EXPERIMENT

Currently measurements of emissions from landfill sites are performed by collecting samples onto an adsorbent trap or Tedlar® sample bag, followed by laboratory analysis. The method of using adsorption tubes, which sample over an extended period of time is well understood and characterised. However, it will by its nature only deliver an average reading over the sampling period and therefore will not allow the monitoring of short term variations, which can occur due to a change in weather or wind direction. Alternative technologies which are capable of online measurement include portable FID detectors. However, these report only total hydrocarbon concentration, but not concentrations of individual compounds.

The MS-200 is a portable analyser that offers fast quantitative analysis for mixtures of VOCs. The working principles of the double membrane inlet system combined with time of flight mass spectrometry and the mixture deconvolution software mean that the MS-200 does not require the pre-concentration and GC-separation normally associated with the analysis of low concentration mixtures of VOCs.

We wanted to investigate the possibility of using the MS-200 to perform on the spot measurements of VOC emissions from a chemical landfill site.

Earlier studies, using adsorbtion tubes and laboratory based GC/MS analysis, have shown that the majority of the emissions from the site of concern are the following:

• Benzene
• Toluene
• Isomers of xylene
• Trichloroethylene
• Tetrachloroethylene
• Naphthalene

Before going out on site, we calibrated the instrument in our laboratory. Calibration was performed with calibration standards between 500 to 800ppb. The standards were either from compressed gas, or were produced by injection of the liquid into a Tedlar® sample bag.

A first control measurement was taken about 20m upwind from the site. The concentrations reported by the MS-200 were below the quantification limits.

Measurement two and three were taken in an inactive part of the site, where the waste has been covered with clay and soil. This part of the site has formed a slight hill of about 20m to 30m above the surroundings. Measurement four was taken next to a leachate well in the inactive part of the site.

Measurement five was taken in the active part of the site, where waste is currently dumped and therefore is not yet covered up. This part of the site is about 20m lower than the surroundings. Measurement six was taken about 50m upwind from measurement five.

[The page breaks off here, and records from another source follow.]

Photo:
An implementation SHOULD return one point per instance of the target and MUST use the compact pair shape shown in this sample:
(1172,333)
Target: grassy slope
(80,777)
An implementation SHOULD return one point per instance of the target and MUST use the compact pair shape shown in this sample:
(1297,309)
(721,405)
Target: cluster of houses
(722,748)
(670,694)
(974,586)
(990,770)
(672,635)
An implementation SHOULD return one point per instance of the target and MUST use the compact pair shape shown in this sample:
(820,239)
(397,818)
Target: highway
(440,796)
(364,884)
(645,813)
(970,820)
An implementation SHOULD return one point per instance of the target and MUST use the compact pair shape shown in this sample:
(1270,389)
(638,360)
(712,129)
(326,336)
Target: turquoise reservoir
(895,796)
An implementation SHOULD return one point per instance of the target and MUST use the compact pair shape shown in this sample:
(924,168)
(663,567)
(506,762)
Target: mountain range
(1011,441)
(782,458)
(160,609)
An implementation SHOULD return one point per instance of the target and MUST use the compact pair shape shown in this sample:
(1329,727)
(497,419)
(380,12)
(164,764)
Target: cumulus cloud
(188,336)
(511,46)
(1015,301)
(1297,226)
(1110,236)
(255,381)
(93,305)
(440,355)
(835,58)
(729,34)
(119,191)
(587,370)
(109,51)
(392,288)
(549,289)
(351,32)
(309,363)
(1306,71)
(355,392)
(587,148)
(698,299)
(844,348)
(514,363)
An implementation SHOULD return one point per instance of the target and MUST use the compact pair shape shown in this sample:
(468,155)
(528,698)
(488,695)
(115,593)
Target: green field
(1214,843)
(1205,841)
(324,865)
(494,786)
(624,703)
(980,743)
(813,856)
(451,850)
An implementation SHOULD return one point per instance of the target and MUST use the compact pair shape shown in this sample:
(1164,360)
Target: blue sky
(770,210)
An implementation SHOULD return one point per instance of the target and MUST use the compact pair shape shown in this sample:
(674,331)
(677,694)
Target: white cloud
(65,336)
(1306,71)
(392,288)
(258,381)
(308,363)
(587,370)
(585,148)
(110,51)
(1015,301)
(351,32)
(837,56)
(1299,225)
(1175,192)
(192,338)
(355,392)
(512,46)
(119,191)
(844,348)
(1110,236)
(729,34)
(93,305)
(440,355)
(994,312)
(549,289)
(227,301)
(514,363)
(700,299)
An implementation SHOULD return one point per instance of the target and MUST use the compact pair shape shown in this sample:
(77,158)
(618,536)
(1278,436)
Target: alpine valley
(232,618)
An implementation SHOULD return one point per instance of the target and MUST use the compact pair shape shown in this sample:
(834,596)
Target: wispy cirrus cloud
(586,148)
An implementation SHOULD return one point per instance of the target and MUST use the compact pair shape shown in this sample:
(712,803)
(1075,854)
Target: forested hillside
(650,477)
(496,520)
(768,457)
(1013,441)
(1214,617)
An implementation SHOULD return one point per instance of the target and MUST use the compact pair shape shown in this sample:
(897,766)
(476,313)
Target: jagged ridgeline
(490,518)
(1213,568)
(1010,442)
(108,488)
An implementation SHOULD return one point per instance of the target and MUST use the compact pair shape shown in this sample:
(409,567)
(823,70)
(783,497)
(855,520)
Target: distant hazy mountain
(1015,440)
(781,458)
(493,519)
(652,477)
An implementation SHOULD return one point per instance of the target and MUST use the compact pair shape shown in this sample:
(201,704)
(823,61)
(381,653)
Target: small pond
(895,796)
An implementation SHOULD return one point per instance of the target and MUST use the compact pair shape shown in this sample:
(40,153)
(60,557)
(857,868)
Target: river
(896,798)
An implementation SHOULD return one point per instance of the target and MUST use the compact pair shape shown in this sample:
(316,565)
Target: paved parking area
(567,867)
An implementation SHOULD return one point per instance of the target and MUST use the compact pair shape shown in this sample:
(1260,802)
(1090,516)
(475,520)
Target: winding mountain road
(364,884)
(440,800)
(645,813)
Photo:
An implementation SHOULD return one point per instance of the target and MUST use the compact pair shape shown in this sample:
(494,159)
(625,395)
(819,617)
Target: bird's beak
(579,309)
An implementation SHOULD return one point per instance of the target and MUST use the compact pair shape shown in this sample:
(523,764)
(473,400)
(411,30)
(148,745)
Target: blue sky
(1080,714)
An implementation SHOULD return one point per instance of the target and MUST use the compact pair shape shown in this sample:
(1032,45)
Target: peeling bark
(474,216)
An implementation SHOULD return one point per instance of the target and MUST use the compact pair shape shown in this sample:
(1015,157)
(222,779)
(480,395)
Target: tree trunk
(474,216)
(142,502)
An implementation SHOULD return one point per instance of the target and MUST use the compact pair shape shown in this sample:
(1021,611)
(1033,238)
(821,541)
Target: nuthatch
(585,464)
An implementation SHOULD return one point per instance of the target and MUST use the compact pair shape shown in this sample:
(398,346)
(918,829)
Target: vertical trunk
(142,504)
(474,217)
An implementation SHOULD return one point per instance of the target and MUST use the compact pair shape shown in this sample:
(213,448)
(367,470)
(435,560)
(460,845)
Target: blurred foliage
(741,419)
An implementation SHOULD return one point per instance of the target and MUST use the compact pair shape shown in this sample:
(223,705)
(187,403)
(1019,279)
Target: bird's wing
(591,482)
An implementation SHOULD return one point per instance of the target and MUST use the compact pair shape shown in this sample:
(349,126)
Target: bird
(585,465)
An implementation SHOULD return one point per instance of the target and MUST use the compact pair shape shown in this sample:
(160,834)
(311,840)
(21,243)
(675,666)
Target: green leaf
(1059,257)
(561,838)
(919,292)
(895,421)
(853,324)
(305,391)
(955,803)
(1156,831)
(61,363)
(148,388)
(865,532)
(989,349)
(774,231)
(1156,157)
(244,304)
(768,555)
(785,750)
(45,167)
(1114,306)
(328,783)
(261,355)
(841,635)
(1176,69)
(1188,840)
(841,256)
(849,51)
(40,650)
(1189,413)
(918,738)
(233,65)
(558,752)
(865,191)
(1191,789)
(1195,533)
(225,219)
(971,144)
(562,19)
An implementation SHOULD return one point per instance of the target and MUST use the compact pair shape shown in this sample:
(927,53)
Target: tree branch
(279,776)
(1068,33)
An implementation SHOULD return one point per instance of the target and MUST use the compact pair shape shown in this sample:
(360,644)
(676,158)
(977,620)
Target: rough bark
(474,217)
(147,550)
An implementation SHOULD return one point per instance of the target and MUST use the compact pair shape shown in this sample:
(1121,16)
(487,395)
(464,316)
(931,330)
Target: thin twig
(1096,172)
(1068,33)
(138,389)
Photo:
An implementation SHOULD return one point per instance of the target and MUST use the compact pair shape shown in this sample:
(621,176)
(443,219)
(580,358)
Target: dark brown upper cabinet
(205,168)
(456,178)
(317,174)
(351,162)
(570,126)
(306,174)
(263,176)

The results from the different measurements are shown in Table 1.

The MS-200 has clearly demonstrated the ability to measure and quantify different chemicals that are released from a landfill site. Measured concentrations on the landfill site reached from mid ppb to low ppm level, which is the ideal measurement range for the MS-200. The MS-200 demonstrated detection limits in the low ppb range for all of the components investigated.

The instrument was carried between the different measurement locations, where it took about 1 minute to set the instrument up again, followed by about 2 minutes for the instrument to equilibrate with the sample. Every measurement at that location then took 10 seconds of actual analysis time. This allowed full analysis, reporting concentrations for individual chemicals of up to 30 individual sample points every hour.

Needing no GC column is one of the major advantages of the MS-200 for this application, in which most of the gases that are likely to be found are known, but their concentrations need to be measured. The MS-200 can analyse mixtures of gases without pre-separation, saving time and allowing the continuous analysis of a sample with changing concentrations (one data point every 10 seconds). Also the lack of the GC gives true portability, ensures easy maintenance and eliminates the need for the supply of carrier gases. The instrument only requires a charged battery in order to operate.